Twitter did not respond to a request for comment. Musk broached the issue in a tweet last week, saying sarcastically: “Yeah, you can totally delete things from the Internet – that works perfectly and doesn’t draw attention to whatever you were trying to hide at all.”

Without additional information from outside sources such as government or intelligence officials, tech companies will struggle to proactively respond to classified material, said Katie Harbath, a former Facebook official who helped lead the company’s global election efforts until 2021.

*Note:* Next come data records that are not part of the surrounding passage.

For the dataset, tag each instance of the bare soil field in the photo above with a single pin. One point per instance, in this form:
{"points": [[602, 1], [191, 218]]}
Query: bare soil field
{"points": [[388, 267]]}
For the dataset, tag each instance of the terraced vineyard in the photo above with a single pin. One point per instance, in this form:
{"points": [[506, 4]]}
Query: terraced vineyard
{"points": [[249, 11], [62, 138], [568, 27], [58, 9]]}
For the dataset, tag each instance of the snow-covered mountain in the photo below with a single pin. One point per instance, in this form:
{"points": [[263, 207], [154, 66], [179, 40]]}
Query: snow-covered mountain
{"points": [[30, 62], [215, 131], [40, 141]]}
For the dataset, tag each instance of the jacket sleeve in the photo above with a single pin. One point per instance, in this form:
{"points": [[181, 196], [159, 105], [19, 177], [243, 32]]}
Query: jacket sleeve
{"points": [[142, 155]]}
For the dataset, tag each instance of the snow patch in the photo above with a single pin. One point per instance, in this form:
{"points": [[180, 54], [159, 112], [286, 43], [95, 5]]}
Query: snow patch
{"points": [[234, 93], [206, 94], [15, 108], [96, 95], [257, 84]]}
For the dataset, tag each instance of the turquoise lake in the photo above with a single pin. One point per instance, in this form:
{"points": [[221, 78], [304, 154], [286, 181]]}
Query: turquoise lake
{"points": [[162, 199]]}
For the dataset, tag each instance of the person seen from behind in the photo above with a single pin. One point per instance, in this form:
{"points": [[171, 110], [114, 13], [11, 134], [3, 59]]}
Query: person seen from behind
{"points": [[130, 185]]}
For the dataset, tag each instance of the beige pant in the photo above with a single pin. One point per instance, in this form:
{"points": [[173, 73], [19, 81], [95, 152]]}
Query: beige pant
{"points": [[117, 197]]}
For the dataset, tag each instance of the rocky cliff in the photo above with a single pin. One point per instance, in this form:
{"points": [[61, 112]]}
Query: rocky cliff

“There’s the hack part, the leak part, and the classified part,” Harbath said. “There’s all those different components. No company alone is going to be able to determine every single one of those without help.”

Like Twitter, Discord does not appear to have a specific policy against posting classified information. It has roughly two dozen other policies in its community guidelines, including bans on “illegal behavior,” conduct that infringes on others’ “intellectual property or other rights,” and spreading false or misleading information.

On Discord, content resides on community-managed chatrooms known as “servers.” The basic structure of the platform can make it easier for illegal content to linger in niche corners compared to more centralized platforms.

That structure also arguably made it easier for the sensitive classified documents to slip under the radar for weeks.

In 2022, the shooter who killed 10 people in a Buffalo, New York, grocery store posted racist screeds and memes to a private Discord server before embarking on his rampage, but Discord did not learn of or remove the content until after the killing spree and once the shooter began sharing links to the private server to his followers.

The classified documents’ murky origins weren’t just an issue for the platforms.

“Most [Discord] users distributed the files because they thought they were fake at first,” one Discord user who followed the initial flurry of postings of classified documents told CNN. “By the time they were confirmed as legitimate, they were already all over Twitter and other platforms,” said the user, who spoke to CNN on the condition of anonymity.

A Discord spokesperson said in an emailed statement that the company is “cooperating with law enforcement” in response to the “to the apparent breach of classified material.”

“When we are made aware of content that violates our policies, our Safety team investigates and takes the appropriate action, including banning users, shutting down servers, and engaging with law enforcement,” the Discord spokesperson said.

Discord has grown more popular in recent years and now claims 150 million active users, many of them avid video gamers.

Austin Berglas, a former senior FBI official, said the FBI is likely looking to obtain information on which Discord users were administering the chat rooms where the documents appeared and the users that posted the documents.

It is unclear whether the US government warned social media platforms to be on alert for posts containing the specific classified information, and it is uncertain how the government could have done so without divulging the fact of the compromise or the contents of the documents to a wide range of otherwise unauthorized individuals.

“In a scenario where you identify and expect a platform to remove leaked classified documents, you’re asking that company to do classified document verification,” said Sherman. “That is not something your average moderator, especially for these companies that farm out their content moderation to people in low-resource countries that they underpay, are going to be able to do.”

Beyond the difficulty of verifying whether the content is authentic, there is also the issue of whether posts have intrinsic public interest value. In the past, some platforms have used that defense to justify hosting content that otherwise might violate their policies, including social media posts by Donald Trump.

The challenges involving US-based social media companies such as Twitter and Discord become even thornier when the platform is based outside of the United States, experts said.

“Good luck getting any of this removed from Telegram,” said Sherman, referring to a social media platform with operations outside of the US.